Robots Beware 
Effective 1 Jan '96: "We attack back."
millions and billions of distinct URL's
This www server has been under all-too-frequent attack from "intelligent agents" (a.k.a. "robots", and more recently, "accelerators", and "link checkers") that mindlessly download every link encountered, ultimately trying to access the entire database through the listings links. In most cases, these processes are run by well-intentioned but thoughtless neophytes, ignorant of common sense guidelines.

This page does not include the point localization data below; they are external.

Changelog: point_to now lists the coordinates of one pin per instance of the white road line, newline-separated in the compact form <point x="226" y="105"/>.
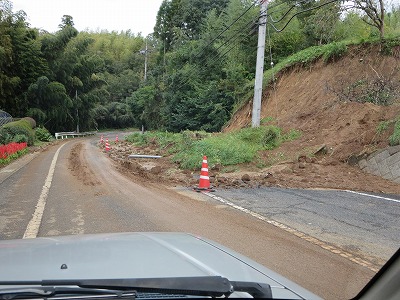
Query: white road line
<point x="374" y="196"/>
<point x="32" y="229"/>
<point x="300" y="234"/>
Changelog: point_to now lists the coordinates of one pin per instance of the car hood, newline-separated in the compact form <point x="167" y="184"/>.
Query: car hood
<point x="134" y="255"/>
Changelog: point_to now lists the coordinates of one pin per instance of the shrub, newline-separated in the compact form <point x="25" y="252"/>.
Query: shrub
<point x="20" y="138"/>
<point x="22" y="127"/>
<point x="5" y="136"/>
<point x="31" y="121"/>
<point x="394" y="139"/>
<point x="43" y="135"/>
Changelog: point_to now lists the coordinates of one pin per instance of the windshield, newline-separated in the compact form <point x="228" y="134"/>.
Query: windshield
<point x="256" y="141"/>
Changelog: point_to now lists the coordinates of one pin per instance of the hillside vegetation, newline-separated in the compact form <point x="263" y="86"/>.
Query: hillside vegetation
<point x="318" y="118"/>
<point x="200" y="62"/>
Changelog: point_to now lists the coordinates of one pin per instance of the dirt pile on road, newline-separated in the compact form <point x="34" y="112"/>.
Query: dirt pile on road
<point x="318" y="100"/>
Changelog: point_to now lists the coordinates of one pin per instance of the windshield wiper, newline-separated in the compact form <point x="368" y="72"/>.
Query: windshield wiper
<point x="211" y="286"/>
<point x="64" y="293"/>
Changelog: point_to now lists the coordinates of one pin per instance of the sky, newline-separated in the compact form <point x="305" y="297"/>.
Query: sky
<point x="92" y="15"/>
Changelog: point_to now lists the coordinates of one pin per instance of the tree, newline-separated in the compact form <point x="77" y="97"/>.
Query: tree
<point x="374" y="13"/>
<point x="66" y="20"/>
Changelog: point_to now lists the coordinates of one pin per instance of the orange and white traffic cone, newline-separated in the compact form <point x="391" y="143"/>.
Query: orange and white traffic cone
<point x="204" y="183"/>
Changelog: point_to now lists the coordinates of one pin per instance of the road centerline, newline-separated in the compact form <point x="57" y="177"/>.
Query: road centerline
<point x="32" y="229"/>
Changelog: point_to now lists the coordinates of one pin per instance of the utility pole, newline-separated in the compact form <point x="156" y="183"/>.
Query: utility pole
<point x="77" y="111"/>
<point x="145" y="61"/>
<point x="255" y="119"/>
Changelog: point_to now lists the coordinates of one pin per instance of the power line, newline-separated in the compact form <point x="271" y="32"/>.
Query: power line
<point x="300" y="12"/>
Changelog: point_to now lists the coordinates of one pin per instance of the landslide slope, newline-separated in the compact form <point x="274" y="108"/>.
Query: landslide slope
<point x="320" y="100"/>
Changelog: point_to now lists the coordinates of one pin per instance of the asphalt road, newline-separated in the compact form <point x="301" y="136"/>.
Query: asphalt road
<point x="73" y="188"/>
<point x="365" y="225"/>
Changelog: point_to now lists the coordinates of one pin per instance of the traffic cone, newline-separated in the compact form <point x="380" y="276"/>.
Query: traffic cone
<point x="204" y="183"/>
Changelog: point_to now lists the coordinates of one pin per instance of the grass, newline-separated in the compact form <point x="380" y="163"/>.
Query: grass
<point x="394" y="139"/>
<point x="306" y="57"/>
<point x="226" y="149"/>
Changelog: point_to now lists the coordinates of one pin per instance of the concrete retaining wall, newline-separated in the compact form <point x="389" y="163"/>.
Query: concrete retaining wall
<point x="384" y="163"/>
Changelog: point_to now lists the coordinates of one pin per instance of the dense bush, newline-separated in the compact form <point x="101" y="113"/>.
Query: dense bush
<point x="43" y="135"/>
<point x="17" y="128"/>
<point x="31" y="121"/>
<point x="188" y="147"/>
<point x="394" y="139"/>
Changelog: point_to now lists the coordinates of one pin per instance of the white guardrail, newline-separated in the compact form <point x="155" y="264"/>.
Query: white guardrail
<point x="66" y="135"/>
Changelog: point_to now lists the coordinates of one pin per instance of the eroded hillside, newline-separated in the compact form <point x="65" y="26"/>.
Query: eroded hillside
<point x="319" y="100"/>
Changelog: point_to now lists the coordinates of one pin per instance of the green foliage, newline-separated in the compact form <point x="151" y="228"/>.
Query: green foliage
<point x="43" y="135"/>
<point x="17" y="128"/>
<point x="31" y="122"/>
<point x="334" y="51"/>
<point x="394" y="139"/>
<point x="20" y="138"/>
<point x="189" y="147"/>
<point x="197" y="75"/>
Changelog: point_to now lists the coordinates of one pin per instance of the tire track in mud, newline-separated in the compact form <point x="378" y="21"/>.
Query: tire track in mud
<point x="79" y="169"/>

(Very few of these same robotrunners would ever dream of downloading entire databases via anonymous ftp, but for some reason conceptualize www sites as somehow associated only to small and limited databases. This mentality must change --- large databases such as this one [which has millions of distinct URL's that lead to gigabytes of data] are likely to grow ever more commonly exported via www.)
Following a proposed
standard
for robot exclusion, this site has maintained since early '94 a file
/robots.txt that specifies those URL's that are
off-limits to robots.
(And this "Robots Beware" page was originally posted March 1994.)
We are not willing to play sitting duck to nonsensical methods of "indexing" information. (Presumably you neither would be terribly thrilled if every aspiring encyclopedia editor were to send a gang of blind 600 lb gorillas to your library, armed with a photocopy machine.) We also have no intention of inconveniencing in any way our many tens of thousands of real users, just because a small handful of misconfigured miscreants -- with neither interest in, nor understanding of, our actual content -- is incapable of abiding by well-posted guidelines.
This server is configured to monitor activity and deny access to sites that
violate the above guidelines. Continued rapid-fire requests from any site
after access has been denied (i.e. with 403 Access denied HTTP response)
will be interpreted as a network attack; and we will respond accordingly ---
without hesitation, and without further warning.
(Click here to initiate
automated "seek-and-destroy" against your site.)
If some specific application requires relaxation of the above guidelines, contact www-admin@arXiv.org in advance of any attempted download. This system is not responsible for the consequences of automated downloads attempted in violation of the above guidelines.